Page MenuHomeSoftware Heritage

ra: Rework export of non link file with svn:special property set
ClosedPublic

Authored by anlambert on Dec 1 2021, 7:58 PM.

Details

Summary

The fix introduced in 58a07c67d590 to ensure reconstruction of non link
binary file with svn:special property set will be the same as an export
operation was not generic enough to handle all possible cases that can
be found in the wild.

So rework it by explicitely exporting that specific file with a subversion
client when it is needed.

Related to T3695

Depends on D6721

Diff Detail

Repository
rDLDSVN Subversion (SVN) loader
Lint
Automatic diff as part of commit; lint not applicable.
Unit
Automatic diff as part of commit; unit tests not applicable.

Event Timeline

Build is green

Patch application report for D6722 (id=24413)

Could not rebase; Attempt merge onto d0b14d9d08...

Updating d0b14d9..50e87d1
Fast-forward
 swh/loader/svn/loader.py            |  5 +++
 swh/loader/svn/ra.py                | 59 ++++++++++++++++++++---------
 swh/loader/svn/svn.py               |  4 +-
 swh/loader/svn/tests/test_loader.py | 74 +++++++++++++++++++++++++++++++++----
 4 files changed, 116 insertions(+), 26 deletions(-)
Changes applied before test
commit 50e87d1d028da7ba447c277e09abf31042862914
Author: Antoine Lambert <anlambert@softwareheritage.org>
Date:   Wed Dec 1 19:52:36 2021 +0100

    ra: Rework export of non link file with svn:special property set
    
    The fix introduced in 58a07c67d590 to ensure reconstruction of non link
    binary file with svn:special property set will be the same as an export
    operation was not generic enough to handle all possible cases that can
    be found in the wild.
    
    So rework it by explicitely exporting that specific file with a subversion
    client when it is needed.
    
    Related to T3695

commit 5cbfe6d03fe0c11c483072fd5836048eaa57f114
Author: Antoine Lambert <anlambert@softwareheritage.org>
Date:   Wed Dec 1 18:50:33 2021 +0100

    loader: Clean replay directory before post_load operation
    
    The post_load operation will export the last loaded revision to a
    new temporary directory to check possible revision divergence.
    
    However the reconstructed filesystem for that revision still exists
    in another temporary directory after all revisions have been replayed.
    
    So ensure to clean that latter before post_load to gain some disk space
    and avoid possible "No space left on device" errors.

See https://jenkins.softwareheritage.org/job/DLDSVN/job/tests-on-diff/208/ for more details.

swh/loader/svn/ra.py
260

That assumption was wrong as I stumbled across cases where file is not truncated at the first null byte encountered.

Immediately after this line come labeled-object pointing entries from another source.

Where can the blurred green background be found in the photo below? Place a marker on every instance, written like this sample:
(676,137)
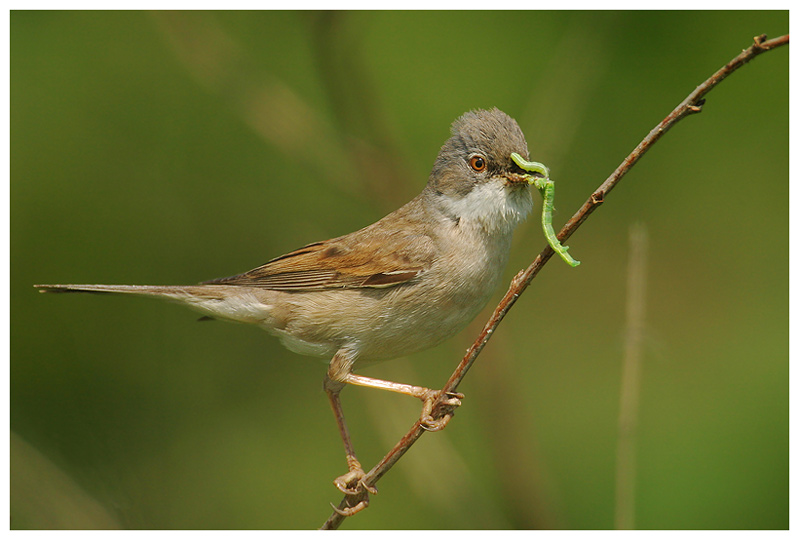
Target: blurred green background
(178,147)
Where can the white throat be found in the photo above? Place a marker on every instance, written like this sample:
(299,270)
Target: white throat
(491,205)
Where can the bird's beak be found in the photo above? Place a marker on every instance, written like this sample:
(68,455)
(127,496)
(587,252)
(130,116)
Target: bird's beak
(532,170)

ardumont added a subscriber: ardumont.

Nice catch.

also, the joy of coding the svn loader... also known as head... desk... or foot... gun... and all that...

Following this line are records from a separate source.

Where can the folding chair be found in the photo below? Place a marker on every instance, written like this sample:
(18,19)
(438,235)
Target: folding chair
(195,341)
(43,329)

Fortunately now, we got some data to load and sentry to report stuff like this, great!

swh/loader/svn/ra.py
26

I'm surprised there is no circular deps here ;)
That probably that if that prevents it.

272

carnage, the length we have to go to sometimes...
And i guess we can't just export the file, we must do a full export just to retrieve it, right?

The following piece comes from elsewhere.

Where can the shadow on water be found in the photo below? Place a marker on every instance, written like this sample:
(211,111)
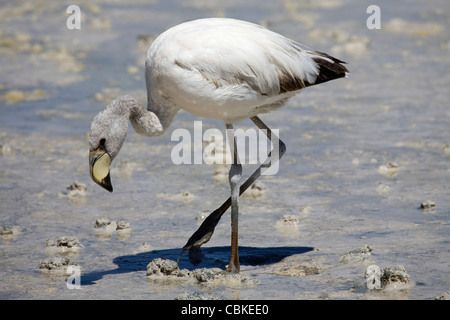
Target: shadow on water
(213,257)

This revision is now accepted and ready to land.Dec 2 2021, 10:04 AM
swh/loader/svn/ra.py
26

Yes that's why TYPE_CHECKING is used, the import will only be done when running mypy

272

Nope, only the file is exported not the whole filesystem associated to the revision.

That's one feature of subversion that git does not have: the export of a subpath.